In this matrix, the median horizontal line along the "Market Growth Rate" axis separating "stars" and " wild cats» from «milk cows» and «dogs», corresponds to the average growth rate of the gross product in the market under consideration, weighted average the growth rate of the various segments in which the firm operates, or another measure of the comparative attractiveness of market segments.

The median vertical line running along the “Relative market share” axis and separating “stars” and “cash cows” from “wild cats” and “dogs” corresponds to one in the ratio between the market share of this firm and the share of the leading competitor in a particular market segment by specific product.

In other cases, the absolute values ​​of these indicators are also used.

It is possible to use a logarithmic scale for the market share indicator. Relativity means dividing the scores for specific products by their highest values for their own products or those of competitors. Thus, the range of change in relative indicators lies in the range from 0 to 1. For the indicator of market share in this case the reverse scale is used, i.e. in the matrix it ranges from 1 to 0, although in some cases a straight scale may also be used. The growth rate of the market is determined for some time interval, say, for a year.

There is also a modified version of the matrix, in which each of the estimates has three possible values: below the market average, at the level of the average and above the market average. The number of quadrants is thus increased to nine (3 x 3). Usually, when using the BCG matrix, the third indicator is used, the value of which determines the radius of the circle drawn around the point characterizing the position of the product in the matrix, or the area of ​​the circle. In most cases, or is used as such an indicator, the participation of goods in coverage and profit.

The BCG matrix is ​​built both for individual markets and for the total market. In addition to the level of individual products, it is applied at the level of strategic economic units (SHU) and the organization as a whole.

The BCG matrix is ​​based on two basic hypotheses, assumptions:

  1. The larger the market share, the stronger the position of the organization in the competition. A significant market share reflects cost savings due to , while a small share reflects increased costs. It follows that the largest competitor has the highest and most favorable financial flows.
  2. The faster the growth rate, the greater the development opportunities.
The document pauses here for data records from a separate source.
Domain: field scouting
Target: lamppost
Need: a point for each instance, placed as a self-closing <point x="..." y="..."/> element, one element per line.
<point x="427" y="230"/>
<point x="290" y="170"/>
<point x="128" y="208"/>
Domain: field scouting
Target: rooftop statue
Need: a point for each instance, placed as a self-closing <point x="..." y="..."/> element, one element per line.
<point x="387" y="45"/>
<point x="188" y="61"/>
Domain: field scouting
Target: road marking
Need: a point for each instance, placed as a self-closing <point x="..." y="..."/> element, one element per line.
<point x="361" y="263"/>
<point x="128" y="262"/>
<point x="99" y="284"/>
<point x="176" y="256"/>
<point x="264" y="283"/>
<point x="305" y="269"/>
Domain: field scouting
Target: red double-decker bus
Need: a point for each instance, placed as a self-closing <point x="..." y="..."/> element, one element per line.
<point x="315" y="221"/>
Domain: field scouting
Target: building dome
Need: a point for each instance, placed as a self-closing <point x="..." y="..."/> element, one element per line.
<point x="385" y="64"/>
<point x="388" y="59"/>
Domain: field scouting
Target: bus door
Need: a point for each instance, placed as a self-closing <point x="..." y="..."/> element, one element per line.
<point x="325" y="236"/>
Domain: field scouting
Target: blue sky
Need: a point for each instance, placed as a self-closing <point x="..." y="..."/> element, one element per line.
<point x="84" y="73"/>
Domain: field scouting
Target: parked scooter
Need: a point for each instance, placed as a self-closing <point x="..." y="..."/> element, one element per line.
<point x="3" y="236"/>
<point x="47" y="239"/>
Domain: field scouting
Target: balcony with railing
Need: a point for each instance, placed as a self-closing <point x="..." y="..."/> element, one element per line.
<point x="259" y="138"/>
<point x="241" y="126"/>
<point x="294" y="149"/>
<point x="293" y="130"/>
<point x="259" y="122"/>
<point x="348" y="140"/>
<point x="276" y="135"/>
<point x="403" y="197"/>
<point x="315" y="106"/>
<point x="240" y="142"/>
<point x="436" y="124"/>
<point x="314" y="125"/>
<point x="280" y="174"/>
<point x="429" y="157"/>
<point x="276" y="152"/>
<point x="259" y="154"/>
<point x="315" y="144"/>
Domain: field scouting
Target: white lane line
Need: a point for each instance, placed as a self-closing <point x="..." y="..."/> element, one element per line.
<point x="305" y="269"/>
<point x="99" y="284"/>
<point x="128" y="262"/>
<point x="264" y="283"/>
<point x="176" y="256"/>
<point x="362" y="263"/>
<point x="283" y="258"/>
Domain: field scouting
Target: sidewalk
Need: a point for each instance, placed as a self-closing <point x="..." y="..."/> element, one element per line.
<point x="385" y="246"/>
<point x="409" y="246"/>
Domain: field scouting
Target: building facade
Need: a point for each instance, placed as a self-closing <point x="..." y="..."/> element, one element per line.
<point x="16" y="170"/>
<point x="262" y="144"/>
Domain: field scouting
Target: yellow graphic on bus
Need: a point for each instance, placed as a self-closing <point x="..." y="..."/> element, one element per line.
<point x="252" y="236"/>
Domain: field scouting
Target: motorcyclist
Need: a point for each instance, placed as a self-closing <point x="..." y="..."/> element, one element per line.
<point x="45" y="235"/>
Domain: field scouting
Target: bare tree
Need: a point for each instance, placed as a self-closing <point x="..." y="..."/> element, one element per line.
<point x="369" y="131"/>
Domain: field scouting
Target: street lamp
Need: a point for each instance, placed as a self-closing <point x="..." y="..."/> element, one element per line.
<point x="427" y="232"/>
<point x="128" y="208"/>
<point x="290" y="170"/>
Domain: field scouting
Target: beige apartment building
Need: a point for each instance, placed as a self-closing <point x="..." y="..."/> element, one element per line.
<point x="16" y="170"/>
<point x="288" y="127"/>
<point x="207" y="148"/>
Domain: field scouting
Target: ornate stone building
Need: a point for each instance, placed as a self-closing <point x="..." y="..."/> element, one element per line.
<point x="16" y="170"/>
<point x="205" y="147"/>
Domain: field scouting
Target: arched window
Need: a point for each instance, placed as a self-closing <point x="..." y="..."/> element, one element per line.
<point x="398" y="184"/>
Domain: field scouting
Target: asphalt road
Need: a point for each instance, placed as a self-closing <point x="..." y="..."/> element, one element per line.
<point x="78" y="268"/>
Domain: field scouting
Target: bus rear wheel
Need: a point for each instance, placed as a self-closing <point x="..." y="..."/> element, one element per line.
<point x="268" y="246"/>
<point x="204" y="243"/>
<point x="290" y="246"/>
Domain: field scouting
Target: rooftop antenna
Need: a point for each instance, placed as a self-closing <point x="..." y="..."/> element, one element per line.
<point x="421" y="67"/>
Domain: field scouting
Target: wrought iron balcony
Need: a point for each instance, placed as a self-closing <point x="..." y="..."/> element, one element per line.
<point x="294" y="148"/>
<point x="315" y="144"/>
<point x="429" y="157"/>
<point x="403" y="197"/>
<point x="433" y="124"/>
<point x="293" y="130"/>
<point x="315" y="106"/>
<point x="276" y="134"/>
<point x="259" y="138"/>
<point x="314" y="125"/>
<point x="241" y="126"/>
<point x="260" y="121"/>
Presence in growing markets means an increased need for, and in low-growing markets - a correspondingly small need for them.

It is easy to see that the four quadrants reflect different stages of the product life cycle and each requires special strategic decisions that involve special competitive strategies, the combination of which makes up one or another portfolio strategy.

If the products are characterized by high values ​​of both indicators, then they are called "stars" they should be supported and strengthened. True, the “stars” have one drawback: since the market is developing at a high pace, the “stars” require high prices, thus “eating up” the money they have earned.

If the products are characterized high value indicator X and low Y, they are called "milk cows" and are the generators of the organization's cash, since it is not required to invest in product and market development (the market does not grow or grows slightly), but there is no future behind them.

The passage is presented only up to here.